ヒールの折れたシンデレラ
***

「……っは、はふ」

ピンク色に染まった肌が少し汗ばんでしっとりしている。

吸い付くような肌に自分の所有の印を千鶴の体に刻む。見えるか見えないかギリギリのところの赤い印。

(独占欲の塊だな。

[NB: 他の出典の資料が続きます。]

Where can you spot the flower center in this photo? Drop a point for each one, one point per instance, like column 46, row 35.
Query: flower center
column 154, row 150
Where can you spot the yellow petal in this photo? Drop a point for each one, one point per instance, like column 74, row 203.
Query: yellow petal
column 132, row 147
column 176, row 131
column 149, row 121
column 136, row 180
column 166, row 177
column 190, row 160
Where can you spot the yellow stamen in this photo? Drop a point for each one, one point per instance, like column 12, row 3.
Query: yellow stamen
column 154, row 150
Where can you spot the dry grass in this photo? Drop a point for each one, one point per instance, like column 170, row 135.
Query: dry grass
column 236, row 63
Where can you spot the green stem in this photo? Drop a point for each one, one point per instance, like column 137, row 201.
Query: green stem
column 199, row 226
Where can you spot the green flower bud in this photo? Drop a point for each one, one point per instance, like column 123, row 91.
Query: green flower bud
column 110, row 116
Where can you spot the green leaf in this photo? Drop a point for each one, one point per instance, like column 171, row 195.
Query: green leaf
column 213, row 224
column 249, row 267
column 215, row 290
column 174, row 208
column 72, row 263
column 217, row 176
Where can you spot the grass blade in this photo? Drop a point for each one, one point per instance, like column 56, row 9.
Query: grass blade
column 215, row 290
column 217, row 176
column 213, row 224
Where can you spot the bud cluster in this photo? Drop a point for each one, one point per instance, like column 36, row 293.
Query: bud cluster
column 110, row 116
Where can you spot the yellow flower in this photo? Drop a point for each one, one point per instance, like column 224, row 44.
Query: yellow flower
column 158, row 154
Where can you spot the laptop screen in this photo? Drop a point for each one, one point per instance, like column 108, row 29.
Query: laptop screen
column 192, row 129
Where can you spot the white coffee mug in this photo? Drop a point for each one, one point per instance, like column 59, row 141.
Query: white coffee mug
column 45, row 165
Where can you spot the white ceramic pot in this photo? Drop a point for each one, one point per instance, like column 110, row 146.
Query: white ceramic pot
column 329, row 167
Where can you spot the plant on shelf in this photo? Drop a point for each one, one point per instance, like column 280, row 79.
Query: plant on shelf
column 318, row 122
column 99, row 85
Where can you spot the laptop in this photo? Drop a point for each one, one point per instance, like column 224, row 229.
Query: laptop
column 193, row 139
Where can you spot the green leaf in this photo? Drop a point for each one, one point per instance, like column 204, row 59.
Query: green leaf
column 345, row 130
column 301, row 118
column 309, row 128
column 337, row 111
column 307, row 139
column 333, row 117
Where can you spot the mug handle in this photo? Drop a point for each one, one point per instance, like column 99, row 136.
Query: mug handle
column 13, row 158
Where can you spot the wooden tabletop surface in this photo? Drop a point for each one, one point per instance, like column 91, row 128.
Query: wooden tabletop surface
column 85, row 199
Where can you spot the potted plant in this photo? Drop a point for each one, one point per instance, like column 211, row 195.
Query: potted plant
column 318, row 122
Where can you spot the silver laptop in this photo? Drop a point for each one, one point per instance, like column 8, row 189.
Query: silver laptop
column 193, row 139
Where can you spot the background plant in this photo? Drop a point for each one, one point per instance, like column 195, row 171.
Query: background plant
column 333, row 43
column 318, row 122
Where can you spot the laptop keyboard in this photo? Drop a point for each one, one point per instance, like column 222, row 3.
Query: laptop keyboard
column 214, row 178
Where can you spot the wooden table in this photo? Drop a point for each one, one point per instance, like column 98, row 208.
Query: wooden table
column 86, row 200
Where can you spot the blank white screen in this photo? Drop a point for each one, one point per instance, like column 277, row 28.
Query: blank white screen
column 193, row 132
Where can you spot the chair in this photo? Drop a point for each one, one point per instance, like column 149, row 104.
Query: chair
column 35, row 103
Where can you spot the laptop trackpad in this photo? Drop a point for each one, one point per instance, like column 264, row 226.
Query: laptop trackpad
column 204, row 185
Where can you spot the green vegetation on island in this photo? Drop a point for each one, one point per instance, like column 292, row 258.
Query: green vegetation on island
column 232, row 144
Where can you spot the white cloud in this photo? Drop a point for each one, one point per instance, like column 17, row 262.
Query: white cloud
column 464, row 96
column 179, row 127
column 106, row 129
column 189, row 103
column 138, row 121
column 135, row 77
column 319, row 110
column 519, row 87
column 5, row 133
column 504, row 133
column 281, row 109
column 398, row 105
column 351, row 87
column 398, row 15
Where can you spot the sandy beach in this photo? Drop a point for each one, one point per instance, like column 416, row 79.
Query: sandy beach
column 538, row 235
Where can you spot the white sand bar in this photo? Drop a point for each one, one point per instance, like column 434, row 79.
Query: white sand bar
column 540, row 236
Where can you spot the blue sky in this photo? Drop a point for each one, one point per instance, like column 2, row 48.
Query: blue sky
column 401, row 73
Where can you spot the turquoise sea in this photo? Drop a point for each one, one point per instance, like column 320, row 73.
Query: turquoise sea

俺……)

自分で自分をコントロールできていないことを自覚して宗治は自らに呆れていた。

肩で息をしている千鶴の前髪を掻き分けて額にキスをする。

すると目は閉じたままだったが、口角をきゅっとあげて笑顔になる。

(こういう反応が俺を煽ってるってことわかってないんだろうな)

これ以上無理をさせないために、宗治は千鶴の隣へ体を横たえた。

腰のあたりをぐっと引き寄せると体を宗治のほうへ向けて千鶴は腕の中におさまる。

「無理させすぎた?」

宗治は自分としてはまだまだむさぼり食べたい気分だったが、千鶴の様子を伺う。

「少し。それに今日はこれでいっぱいいっぱいです。はずかしい」

自分の胸に顔をうずめる千鶴の髪を耳にかける。

「あんなことしといて今更はずかしいもなにも」

からかうようにしていう宗治に「思い出すのも口にするのも禁止!」そういって桜色の爪をした人差し指を唇に当ててきた。

その指を“ぺろっ”となめてやると「ひっ!」という色気のない声が返ってきた。

そんな風にじゃれあいながら二人は大切な時間を紡いでいく。